Le chômage de longue durée touche plus de 1,2 million de personnes

Près d’un chômeur sur deux n’a pas travaillé une seule heure depuis plus d’un an, selon l’Insee. Le chômage de longue durée s’enracine et pourrait ne pas baisser malgré la reprise.

Ce sont des chiffres impressionnants, qui donnent une idée de l'impact de la crise sur les Français. En moyenne, en 2015, un peu plus de 1,2 million de personnes était au chômage depuis plus d'un an, estime l'Insee dans sa photographie du marché du travail l'an passé. Pour mémoire, au quatrième trimestre 2008, l'Hexagone ne comptait alors « que » 678.000 chômeurs de longue durée.

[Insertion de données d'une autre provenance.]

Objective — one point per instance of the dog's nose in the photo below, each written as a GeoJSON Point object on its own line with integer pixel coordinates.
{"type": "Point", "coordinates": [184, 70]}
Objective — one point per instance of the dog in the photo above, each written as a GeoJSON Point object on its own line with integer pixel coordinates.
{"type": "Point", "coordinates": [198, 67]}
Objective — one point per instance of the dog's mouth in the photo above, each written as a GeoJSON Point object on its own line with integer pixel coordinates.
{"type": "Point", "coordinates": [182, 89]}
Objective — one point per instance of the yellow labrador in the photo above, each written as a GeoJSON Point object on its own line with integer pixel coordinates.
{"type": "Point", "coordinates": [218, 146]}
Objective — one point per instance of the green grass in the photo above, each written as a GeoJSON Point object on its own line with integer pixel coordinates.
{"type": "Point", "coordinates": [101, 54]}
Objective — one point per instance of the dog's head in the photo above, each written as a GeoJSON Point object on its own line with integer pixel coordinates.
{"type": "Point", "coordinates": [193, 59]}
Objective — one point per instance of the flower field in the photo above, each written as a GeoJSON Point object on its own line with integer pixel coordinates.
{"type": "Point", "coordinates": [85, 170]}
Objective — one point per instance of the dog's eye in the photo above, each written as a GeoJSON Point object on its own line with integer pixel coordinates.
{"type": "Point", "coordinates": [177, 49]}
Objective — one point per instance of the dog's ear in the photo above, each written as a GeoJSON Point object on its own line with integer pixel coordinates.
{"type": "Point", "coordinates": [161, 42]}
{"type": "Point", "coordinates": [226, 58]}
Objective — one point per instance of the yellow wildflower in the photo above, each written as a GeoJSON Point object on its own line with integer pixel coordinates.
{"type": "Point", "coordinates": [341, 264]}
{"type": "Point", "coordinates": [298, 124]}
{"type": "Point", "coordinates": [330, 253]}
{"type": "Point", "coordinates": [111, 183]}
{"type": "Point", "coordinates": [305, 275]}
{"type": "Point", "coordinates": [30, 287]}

Certes, tout n'est pas noir puisque le taux de chômage s'est stabilisé en 2015 et qu'il touchait 10 % de la population active l'année dernière, soit 2,9 millions de personnes au sens du Bureau international du travail (BIT). Il n'en reste pas moins que la progression du nombre de personnes à la recherche d'un emploi depuis plus d'un an est rapide. La hausse atteint 80 % depuis la fin 2008. Or, le nombre total de chômeurs a, lui, progressé de 38 % sur la même période. C'est donc bien la preuve que l a crise a plus pesé sur les chômeurs de longue durée .

Les moins diplômés sont plus touchés

De son côté, Pôle emploi recensait environ 2,5 millions de chômeurs de longue durée à la fin 2015. Mais ce chiffre correspond aux chômeurs de catégorie A, B et C. Il s'agit de personnes qui peuvent avoir travaillé dans le mois, à temps partiel. Les chiffres de l'Insee sont, eux, déclaratifs. Sont considérés comme chômeurs de longue durée les personnes de plus de 15 ans, disponibles pour travailler dans les deux semaines à venir, qui ont effectué une recherche active d'emploi au cours du mois dernier et déclarent ne pas avoir travaillé au cours de la dernière année.

Selon la définition de l'Insee, en 2015, près d'un chômeur sur deux était sans emploi depuis plus d'un an. Quant aux chômeurs de plus de deux ans, ils étaient 631.000 en moyenne, soit près d'un quart de tous les chômeurs recensés par l'Insee cette année-là. Près d'un tiers d'entre eux avaient plus de 50 ans. Et les moins diplômés sont plus touchés. « Un peu moins de la moitié des chômeurs non diplômés ou ayant le brevet est au chômage depuis un an ou plus, contre à peine un tiers parmi les titulaires d'un diplôme supérieur ou égal à bac +2 », expliquent les auteurs de l'étude. Le problème, c'est que ces personnes perdent leurs compétences avec le temps. Ce qui risque de peser sur leur productivité à terme et, donc, sur la croissance potentielle de la France.

Ceux qui ont le plus de mal à sortir du chômage

Il existe une autre difficulté : malgré la reprise qui se profile cette année, il est possible que le chômage de longue durée ne baisse pas dans un premier temps. « Plus une personne est entrée récemment dans le chômage, plus elle retrouve facilement un emploi, explique Simon Beck, économiste à l'Insee. Donc, quand l'activité économique repart, ce sont les chômeurs récents qui retrouvent du travail en premier. Les personnes sans emploi depuis plus d'un an sont celles qui ont le plus de mal à sortir du chômage. » D'où le risque de voir certaines personnes exclues quasi définitivement du marché du travail.